EARLY COLLEGE EXPERIENCES: Beginning in 9th grade, all students will take part in a sequence of early college experiences implemented through college access programs that include family engagement and financial planning. Students’ understanding of the intellectual and personal requirements for college success will grow as they prepare to do college level work during their high school career.
WORKPLACE LEARNING EXPERIENCES: Students will participate in a sequence of workplace learning experiences implemented through an apprenticeship infrastructure with industry and community partners.
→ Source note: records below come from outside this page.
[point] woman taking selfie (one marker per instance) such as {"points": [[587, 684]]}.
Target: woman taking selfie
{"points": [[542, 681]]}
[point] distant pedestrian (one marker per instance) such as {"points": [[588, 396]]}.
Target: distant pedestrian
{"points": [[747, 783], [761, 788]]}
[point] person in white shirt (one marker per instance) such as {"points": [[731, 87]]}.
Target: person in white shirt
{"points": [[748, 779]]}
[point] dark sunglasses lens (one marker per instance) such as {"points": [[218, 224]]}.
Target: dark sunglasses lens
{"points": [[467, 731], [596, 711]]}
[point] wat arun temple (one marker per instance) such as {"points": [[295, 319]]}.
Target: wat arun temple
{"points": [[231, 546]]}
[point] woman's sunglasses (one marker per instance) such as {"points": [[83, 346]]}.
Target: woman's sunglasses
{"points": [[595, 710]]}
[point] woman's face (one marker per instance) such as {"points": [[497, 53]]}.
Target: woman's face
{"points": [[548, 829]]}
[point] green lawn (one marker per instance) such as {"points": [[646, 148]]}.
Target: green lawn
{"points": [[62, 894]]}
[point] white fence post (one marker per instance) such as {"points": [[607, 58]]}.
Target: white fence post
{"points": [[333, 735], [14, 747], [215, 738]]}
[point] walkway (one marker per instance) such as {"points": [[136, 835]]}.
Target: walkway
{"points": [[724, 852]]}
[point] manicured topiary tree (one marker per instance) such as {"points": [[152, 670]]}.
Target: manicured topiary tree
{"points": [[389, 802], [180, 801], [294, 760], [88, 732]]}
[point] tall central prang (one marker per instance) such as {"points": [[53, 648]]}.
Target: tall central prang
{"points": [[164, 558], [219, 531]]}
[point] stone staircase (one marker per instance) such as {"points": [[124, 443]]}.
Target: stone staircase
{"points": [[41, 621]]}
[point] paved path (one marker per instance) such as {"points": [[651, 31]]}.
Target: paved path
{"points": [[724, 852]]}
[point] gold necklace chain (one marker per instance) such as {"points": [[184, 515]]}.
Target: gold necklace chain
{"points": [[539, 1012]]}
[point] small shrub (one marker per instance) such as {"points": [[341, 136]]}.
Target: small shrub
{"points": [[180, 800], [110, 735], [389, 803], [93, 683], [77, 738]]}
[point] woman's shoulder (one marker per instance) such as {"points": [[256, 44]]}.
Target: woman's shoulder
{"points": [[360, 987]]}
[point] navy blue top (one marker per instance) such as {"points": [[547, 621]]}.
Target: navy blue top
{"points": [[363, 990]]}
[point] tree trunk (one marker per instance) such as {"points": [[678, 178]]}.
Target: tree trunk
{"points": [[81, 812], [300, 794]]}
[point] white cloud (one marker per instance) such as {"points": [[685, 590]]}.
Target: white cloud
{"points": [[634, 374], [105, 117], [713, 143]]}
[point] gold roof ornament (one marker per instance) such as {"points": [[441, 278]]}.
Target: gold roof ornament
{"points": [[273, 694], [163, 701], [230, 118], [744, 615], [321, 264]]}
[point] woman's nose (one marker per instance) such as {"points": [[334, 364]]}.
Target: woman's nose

The groundwork for this element will be laid beginning in 9th grade with career awareness and lead to authentic work experiences that go beyond typical high school internships.
REDEFINED ADULT ROLES: The Nelson Mandela School for Social Justice will redefine leadership roles to focus on developing culturally competent human capital, including adults with expertise in meeting the needs of Black and Latino youth, English language learners and students with disabilities. Leadership will be distributed across campuses at the most effective levels. For example, there will be an expert teacher embedded at each campus to provide instructional leadership. S/he will coordinate the academic program on the campus, but also support staff in his/her content area across the network. Thus, while affiliated with a particular campus, s/he may spend time at the other campus observing, modeling, providing feedback or conducting trainings. Similarly, the NMSSJ teaching and instructional delivery model is designed to support the competency-based framework as well as college and career experiences by redefining adult roles in ways that are responsive to personalized student learning. A variety of staff positions will share responsibility for student achievement in both academic and social and emotional learning. Finally, a flexible staffing strategy allows students and staff to benefit from adult expertise across the schools.